However, some critics may instantly object to the notion that knowledge is beneficial and list numerous examples to make their point, such as the knowledge to commit a crime, which obviously can never be advantageous to anyone except criminals. To give another example, nuclear weapons are undeniably destructive; thus, logically nuclear science is dangerous because of its application in this regard. Now we have a paradox – is knowledge both harmful and beneficial?

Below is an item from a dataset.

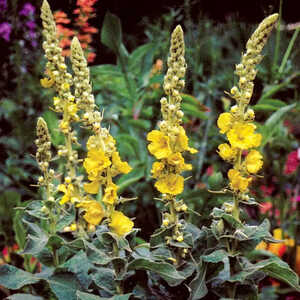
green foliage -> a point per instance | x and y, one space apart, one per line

Before answering the question, I would like to explain the neutrality of matter first. According to Mao’s Theory of Antinomy, any matter has two opposite sides, harmfulness and beneficence. This explains why anything in itself without any practical use is neutral. For example, when people grant water the meaning of “a clear, colorless, odorless, and tasteless liquid, essential for most plant and animal life and the most widely used of all solvents”, water is beneficial. Nevertheless, for the people who encounter floods which bring affliction and suffering and cause enormous economical loss, water is a disaster. Let us refer back to the earlier example. Besides the negative utilization, the knowledge of committing a crime can also be used in criminology for crime prevention. Thus there are always two sides, and may be more, to every single thing in the universe. However, both of these two sides are subject to human manipulation. For example, floods are catastrophic because human beings come to this conclusion from their experience, but in themselves, floods simply consist of water molecules and impurities. Therefore, water is materially neutral, and all the moods, sentiments and attitudes that human beings have towards water are all based on their experiences with it. Things become meaningful only if and when human beings make use of them; thus, the theoretical knowledge of things is neutral and only the practical knowledge is value-laden.
This being the case, we may conclude that the nature of practical knowledge is open to argument because humans play a decisive role in its application. Nevertheless, human beings cannot change theoretical or objective knowledge; what they can change is the practical aspect of knowledge. In other words, practical knowledge, or the aggregate of applications, entirely depends on human interpretation, and thus human beings, not knowledge itself, should be held responsible for the consequences of its use. For example, one cannot blame the nuclear weapons but should blame their users. Besides, nuclear science is deduced from Einstein’s Theory of Relativity, one of the most significant achievements in the field of modern physics. Clearly, the Relativity Theory, which belongs to theoretical knowledge, is neutral, as it can serve as the basis of modern cosmology, as well as the progenitor of powerful destructive weapons. Hence, only human beings determine the application of theoretical knowledge and only human beings can be harmful.
There is no knowledge we should not seek, and in reality we cannot afford to refrain from the pursuit of all knowledge because we never know what knowledge will be useful and what won’t. As one of the physics professors I met in UBC has said: Scientists have to keep on exploring even if they have not realized what a certain line of research can lead to, simply because it might be useful sometime in the future. The famous Goldbach Conjecture, which is said to be the most splendid pearl on the golden crown of mathematics, has not been discovered to have any practical use; however, mathematicians are so fascinated by it not only because of the intellectual challenge that it provides, but also due to its possible future applications. Human beings are so curious and optimistic that they cannot help but explore new knowledge and expect advantages from it because instinctively, they believe knowledge is a good thing.
In conclusion, human beings are innocent to the extent that they cannot agree on what knowledge they should seek and cannot decide how they will utilize the knowledge; but they are responsible for all applications they decide to use after discovering the value of their new knowledge. Knowledge itself is neutral and innocuous, as it cannot take the responsibility for causing the dire consequences created by human beings who misuse it. More importantly, we can neither blame human beings for being curious, nor knowledge for being neutral. Mankind is the most unpredictable thing one can think of, but if every human being cooperates, knowledge can be as beneficent as it should be.